Bande de filles : Photo Assa Sylla, Karidja Touré, Lindsay Karamoh, Mariétou Touré

On a beaucoup entendu parler de ce film à cause de la scène où les jeunes filles chantent et dansent sur la chanson Diamonds de Rihanna (j’en parlais un peu plus haut). Encore une fois, cette scène veut sûrement littéralement montrer que ces jeunes filles de banlieue aspirent à autre chose, qu’elles aussi peuvent briller. C’est aussi probablement une scène qui veut montrer l’insouciance de la jeunesse. Mais on en fait des caisses de cette scène qui ressemble surtout à un clip. Surtout, pourquoi tout ce bleu, qui ne trouve ici aucune signification ? Encore une fois, Sciamma est noyée dans ses délires esthétiques inutiles et superficiels. Vu qu’on parle de musique (enfin pour Rihanna, je ne sais pas si on peut parler de musique – oooh je suis méchante), elle n’est pas forcément bien utilisée et m’a surtout vite saoulée (en rentrant chez moi, je me suis sentie obligée d’écouter ma playlist histoire de me nettoyer les oreilles). Pour ne rien arranger, le film est trop long. En tout cas, il m’a semblé trop long, même interminable (bon, ça, je crois que vous l’aviez vaguement compris dès le début de cette critique), j’avais vraiment hâte qu’il se termine. En plus, la réalisatrice m’a donné de faux espoirs à plusieurs reprises : j’ai cru voir – à tort – à quatre reprises le générique de fin (j’espère que vous ressentez là mon désespoir et ma fatigue). Enfin, beaucoup ont également loué les interprétations des actrices, surtout celle de Karidja Touré, qui incarne Marieme/Vic. Je ne dis pas qu’elles jouent comme des pieds, on croit tout de même un minimum en leurs personnages, et on apprécie parfois leur spontanéité.
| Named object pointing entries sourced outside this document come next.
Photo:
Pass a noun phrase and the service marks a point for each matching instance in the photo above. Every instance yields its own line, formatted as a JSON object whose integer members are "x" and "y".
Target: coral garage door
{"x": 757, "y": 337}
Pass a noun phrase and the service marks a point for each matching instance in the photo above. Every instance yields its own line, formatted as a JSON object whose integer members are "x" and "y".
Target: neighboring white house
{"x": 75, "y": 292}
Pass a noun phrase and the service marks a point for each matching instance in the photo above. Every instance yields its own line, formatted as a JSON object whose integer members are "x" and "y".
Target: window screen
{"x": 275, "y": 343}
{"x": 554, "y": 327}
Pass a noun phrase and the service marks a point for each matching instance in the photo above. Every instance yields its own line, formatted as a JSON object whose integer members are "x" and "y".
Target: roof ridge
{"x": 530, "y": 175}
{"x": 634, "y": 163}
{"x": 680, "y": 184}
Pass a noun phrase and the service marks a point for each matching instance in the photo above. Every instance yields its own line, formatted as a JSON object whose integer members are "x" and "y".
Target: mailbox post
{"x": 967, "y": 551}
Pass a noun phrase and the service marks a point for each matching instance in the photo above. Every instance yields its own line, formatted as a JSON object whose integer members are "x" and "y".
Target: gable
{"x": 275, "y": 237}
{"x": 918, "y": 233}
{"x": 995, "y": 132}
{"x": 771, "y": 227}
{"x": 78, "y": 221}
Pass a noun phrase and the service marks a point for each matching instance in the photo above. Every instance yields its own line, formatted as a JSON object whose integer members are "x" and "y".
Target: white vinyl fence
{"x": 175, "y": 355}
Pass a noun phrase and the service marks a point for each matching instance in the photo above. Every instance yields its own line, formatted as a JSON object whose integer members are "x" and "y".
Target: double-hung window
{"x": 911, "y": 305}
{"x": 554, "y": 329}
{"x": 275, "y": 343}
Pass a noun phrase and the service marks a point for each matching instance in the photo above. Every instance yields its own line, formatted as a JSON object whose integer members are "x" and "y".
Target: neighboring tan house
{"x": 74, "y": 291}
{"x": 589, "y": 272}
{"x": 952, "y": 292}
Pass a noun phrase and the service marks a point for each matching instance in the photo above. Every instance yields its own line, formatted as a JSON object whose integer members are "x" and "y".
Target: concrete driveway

Mais honnêtement elles ne m’ont pas éblouie et dans certaines scènes, j’ai trouvé qu’elles avaient un jeu limité. Je crois aussi que je n’ai pas totalement pu apprécier leurs prestations car leurs dialogues sont tellement édulcorés par rapport à la situation sociale des personnages qu’elles interprètent. Au fond, je trouve le ratage de ce film assez regrettable. Les seuls propos intéressants, comme la domination des garçons sur les filles, la question de l’identité et de l’affirmation de soi (notamment par les prénoms), l’envie de liberté ou encore l’émancipation féminine sont complètement noyés dans ce ramassis de clichés et de superficialité.